Il y a 15 jours, à l’Assemblée nationale, le groupe Renaissance avait fait le choix de retirer de l’ordre du jour la proposition de loi polémique portée par la députée Renaissance Caroline Yadan, visant à lutter contre « les formes renouvelées d’antisémitisme ». Rejeté par la gauche, le texte élargissait le délit d’apologie du terrorisme et créait un délit d’appel à la destruction d’un État. Il avait également suscité de larges réserves au sein du bloc central. Ses opposants estimaient qu’il faisait peser un risque sur la liberté d’expression et pouvait entretenir un amalgame dangereux entre les juifs et Israël (lire notre article).
Ce retrait tactique avait été accompagné d’un engagement de la part du gouvernement de reprendre la main via le dépôt d’un projet de loi sur la lutte contre l’antisémitisme qui sera présenté en Conseil des ministres en juin et examiné en premier lieu par les sénateurs avant le 14 juillet. La chambre haute dispose, effectivement, de l’immense avantage pour l’exécutif d’avoir une majorité, de quoi alléger pour l’exécutif le sentiment de faire du surplace à un an de la présidentielle. Aurore Bergé a fait savoir que le texte ferait moins de 10 articles. « On a choisi une première lecture au Sénat car ce n’est pas le même climat politique qu’à l’Assemblée et on pourra trouver un consensus sur le sujet », espère la ministre qui rappelle que le Sénat est à l’initiative d’une proposition de loi visant à lutter contre l’antisémitisme à l’université, adoptée à l’unanimité, l’année dernière.
Pour autant, Aurore Bergé considère qu’il subsiste toujours « des trous dans la raquette » sur la caractérisation de l’antisémitisme.
Le groupe LFI qui avait, dans un premier temps, fait savoir qu’il ne participerait à aucuns travaux pour écrire une nouvelle loi Yadan s’est finalement ravisé et a été représenté par le député Antoine Léaument. « C’était difficile pour eux de refuser une consultation sur la lutte contre l’antisémitisme et de ne pas s’asseoir à la table », avait relevé la ministre lundi.
Lors de cette réunion, la question de l’élargissement du texte à la lutte contre le racisme et des différentes discriminations a fait consensus. « Il a été accepté de manière assez unanime de travailler sur la proposition de la ministre d’élargir le texte à toute forme de racisme et d’antisémitisme », rapporte la sénatrice socialiste, Corinne Narassiguin qui évoque des échanges de « bonne tenue », cet après-midi.
Peine d’inéligibilité pour propos racistes ou antisémites ?

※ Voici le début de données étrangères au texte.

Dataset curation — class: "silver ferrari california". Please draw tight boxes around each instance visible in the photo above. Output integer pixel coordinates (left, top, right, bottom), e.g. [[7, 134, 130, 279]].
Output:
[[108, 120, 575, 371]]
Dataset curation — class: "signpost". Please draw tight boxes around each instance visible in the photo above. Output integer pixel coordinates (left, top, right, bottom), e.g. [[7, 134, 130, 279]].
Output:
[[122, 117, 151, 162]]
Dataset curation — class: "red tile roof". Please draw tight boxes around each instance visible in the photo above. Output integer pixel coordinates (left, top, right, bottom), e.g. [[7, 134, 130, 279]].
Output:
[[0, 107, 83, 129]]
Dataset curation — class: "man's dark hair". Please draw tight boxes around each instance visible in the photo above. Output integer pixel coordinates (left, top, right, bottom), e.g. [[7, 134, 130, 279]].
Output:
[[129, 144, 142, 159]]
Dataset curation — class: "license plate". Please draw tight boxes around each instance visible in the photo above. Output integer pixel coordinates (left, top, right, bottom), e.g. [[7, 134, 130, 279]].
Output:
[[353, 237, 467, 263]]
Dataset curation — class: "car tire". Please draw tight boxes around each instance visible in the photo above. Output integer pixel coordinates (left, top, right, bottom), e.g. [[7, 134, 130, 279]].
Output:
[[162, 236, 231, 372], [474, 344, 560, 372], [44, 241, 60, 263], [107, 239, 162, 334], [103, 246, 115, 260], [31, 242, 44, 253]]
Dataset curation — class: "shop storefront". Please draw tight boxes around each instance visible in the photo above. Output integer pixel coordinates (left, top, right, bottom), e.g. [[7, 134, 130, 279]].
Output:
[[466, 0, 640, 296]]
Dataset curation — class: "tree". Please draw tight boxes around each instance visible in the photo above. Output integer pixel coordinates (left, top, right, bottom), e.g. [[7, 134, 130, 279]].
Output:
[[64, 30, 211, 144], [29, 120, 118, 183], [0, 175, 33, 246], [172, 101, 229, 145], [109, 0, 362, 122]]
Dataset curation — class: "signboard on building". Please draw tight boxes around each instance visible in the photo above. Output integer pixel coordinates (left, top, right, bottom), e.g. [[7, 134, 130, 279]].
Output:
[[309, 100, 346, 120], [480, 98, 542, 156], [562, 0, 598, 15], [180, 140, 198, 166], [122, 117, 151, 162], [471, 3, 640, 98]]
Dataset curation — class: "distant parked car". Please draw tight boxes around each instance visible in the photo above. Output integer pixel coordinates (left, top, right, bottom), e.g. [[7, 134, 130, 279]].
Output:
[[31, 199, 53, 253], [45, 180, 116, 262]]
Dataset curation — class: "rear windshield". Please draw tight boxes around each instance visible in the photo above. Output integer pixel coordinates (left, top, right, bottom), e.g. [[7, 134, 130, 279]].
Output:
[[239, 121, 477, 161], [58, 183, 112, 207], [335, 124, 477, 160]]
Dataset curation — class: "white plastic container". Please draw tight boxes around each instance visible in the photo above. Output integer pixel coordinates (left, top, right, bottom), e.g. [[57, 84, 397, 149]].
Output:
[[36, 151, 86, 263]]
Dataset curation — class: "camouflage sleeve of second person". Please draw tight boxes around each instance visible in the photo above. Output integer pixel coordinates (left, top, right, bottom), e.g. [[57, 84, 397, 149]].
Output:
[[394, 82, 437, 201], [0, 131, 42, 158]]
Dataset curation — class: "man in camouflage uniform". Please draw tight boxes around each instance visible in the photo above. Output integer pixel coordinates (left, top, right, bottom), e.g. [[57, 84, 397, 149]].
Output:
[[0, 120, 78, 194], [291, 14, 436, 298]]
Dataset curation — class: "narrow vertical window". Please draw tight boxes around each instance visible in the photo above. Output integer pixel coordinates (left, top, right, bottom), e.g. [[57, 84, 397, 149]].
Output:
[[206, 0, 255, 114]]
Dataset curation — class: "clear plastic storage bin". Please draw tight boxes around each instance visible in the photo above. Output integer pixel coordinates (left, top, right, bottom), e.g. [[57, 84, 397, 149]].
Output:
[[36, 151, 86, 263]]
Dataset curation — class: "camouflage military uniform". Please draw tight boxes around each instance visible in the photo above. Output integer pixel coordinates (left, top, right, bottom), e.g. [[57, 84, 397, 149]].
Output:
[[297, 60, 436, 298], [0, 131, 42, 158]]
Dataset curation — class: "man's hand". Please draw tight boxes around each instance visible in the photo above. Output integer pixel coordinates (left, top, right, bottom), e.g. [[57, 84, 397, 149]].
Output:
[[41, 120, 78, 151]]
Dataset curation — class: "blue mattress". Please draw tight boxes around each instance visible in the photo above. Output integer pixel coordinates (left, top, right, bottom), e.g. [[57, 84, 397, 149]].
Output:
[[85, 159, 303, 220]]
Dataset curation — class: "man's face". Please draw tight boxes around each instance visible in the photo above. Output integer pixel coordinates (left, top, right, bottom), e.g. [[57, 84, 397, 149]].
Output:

Autre enjeu du prochain texte : sortir du droit de la presse, certaines infractions antisémites ou racistes, (injures, diffamations, provocation à la haine…) pour les faire rentrer dans le droit commun. « L’enjeu sera d’avoir un texte efficace. Doit-on étendre la possibilité pour les associations de se constituer partie civile ? Faut-il prévoir une peine d’inéligibilité pour les personnes condamnées pour propos racistes ou antisémites ? Les débats au Parlement vont déjà permettre de faire un état des lieux des infractions, du quantum des peines prononcées, de la réception des victimes… » énumère la sénatrice centriste, Olivia Richard.
Interrogée sur RTL sur la proposition, faite par Emmanuel Macron, d’une peine d’inéligibilité pour propos antisémites, Aurore Bergé avait estimé que « ça permettrait de mettre les pendules à l’heure ». Quelque 1 320 actes antisémites ont été enregistrés en 2025, dont les deux tiers visant des personnes, selon le ministère de l’Intérieur. « A titre personnel, je ne vois pas pourquoi on distinguerait les propos antisémites des propos racistes », fait valoir Olivia Richard.
Enfin, le gouvernement a aussi été pressé, en particulier par la gauche, « de mettre en place des moyens qui sont valables pour lutter contre toutes ces formes de racisme » comme l’a rappelé Antoine Léaument.